Fruto comum na caatinga pode se tornar uma importante matéria-prima para cosméticos antirrugas e de combater à flacidez

No sertão nordestino, não há quem desconheça o umbu. O pequenino e esverdeado fruto do umbuzeiro é consumido in natura ou serve como matéria-prima para polpas, geleias, doces e sorvetes. Porém, a fruta da Caatinga vai muito além do seu sabor levemente azedo e a característica casca aveludada. O umbu é rico em nutrientes, com elevado teor de vitamina C, alto índice aquoso e vários componentes voláteis, especialmente nos frutos maduros.

 

Um grupo de cientistas brasileiros e suíços concluiu um estudo que revelou novas propriedades dessa fruta.
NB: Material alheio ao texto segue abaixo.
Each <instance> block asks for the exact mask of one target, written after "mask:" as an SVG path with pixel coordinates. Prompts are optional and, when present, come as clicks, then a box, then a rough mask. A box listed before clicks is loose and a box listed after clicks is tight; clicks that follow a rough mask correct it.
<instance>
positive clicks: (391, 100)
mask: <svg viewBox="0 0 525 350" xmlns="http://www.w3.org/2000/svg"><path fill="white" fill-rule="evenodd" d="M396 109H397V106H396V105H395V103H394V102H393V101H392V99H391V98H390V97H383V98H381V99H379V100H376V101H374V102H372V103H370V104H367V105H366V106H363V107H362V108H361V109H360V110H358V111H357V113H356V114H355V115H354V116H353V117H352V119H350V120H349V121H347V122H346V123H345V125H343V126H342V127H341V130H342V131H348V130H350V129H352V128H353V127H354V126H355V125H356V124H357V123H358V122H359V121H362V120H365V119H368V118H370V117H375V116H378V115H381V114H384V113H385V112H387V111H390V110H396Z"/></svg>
Eles descobriram que o umbu (Spondias tuberosa) também é rico em compostos fenólicos com atividade antioxidante, o que faz dele um insumo potencial para fabricação de cosméticos com ação sobre o envelhecimento da pele, como cremes antirrugas ou contra a flacidez.

 

Duas das substâncias identificadas pelos pesquisadores são inéditas. “O estudo fornece a primeira documentação completa sobre o isolamento de compostos da polpa do umbu, com propriedades antioxidantes e rejuvenescedoras da pele”, explica Maria Luiza Zeraik, que atuou na equipe de pesquisadores. “Um aspecto relevante do nosso estudo é promover uma inovação tecnológica com valor social para a região Nordeste”, diz Maria Luiza. Segundo Luiza, que atualmente é professora do Departamento de Química do Centro de Ciências Exatas da Universidade Estadual de Londrina (UEL), no Paraná, o umbuzeiro é importante na Caatinga porque dá frutos durante a estação seca e representa uma importante fonte de renda para a população local.

 

A pesquisa

Coordenada pela farmacêutica Vanderlan da Silva Bolzani, professora do Instituto de Química da Universidade Estadual Paulista (IQ-Unesp) de Araraquara, a pesquisa teve a participação da Universidade de Genebra (Unigen), na Suíça, e do Centro de Inovação e Ensaios Pré-Clínicos (CIEnP), empresa privada sem fins lucrativos com sede em Florianópolis (SC).

 

A pesquisa contou com recursos dos governos suíço e brasileiro e teve financiamento da Fundação de Amparo à Pesquisa do Estado de São Paulo (Fapesp) por meio de uma bolsa de pós-doutorado, além de um projeto do Sisbiota, programa do CNPq em parceria com a Fundação.

 

De acordo com informações divulgadas pela Fapesp, dois pedidos de patentes foram depositados no Brasil e no exterior. Eles são pertinentes ao processo de extração e isolamento de compostos presentes na polpa do umbu relativos às propriedades antioxidantes, à inibição da acetilcolinesterase, enzima que promove as ligações (sinapses) entre os neurônios. “As substâncias relacionadas à acetilcolinesterase poderiam, no futuro, originar um medicamento ou um suplemento alimentar para tratar a perda da memória, quadro comum em idosos”, diz Vanderlan.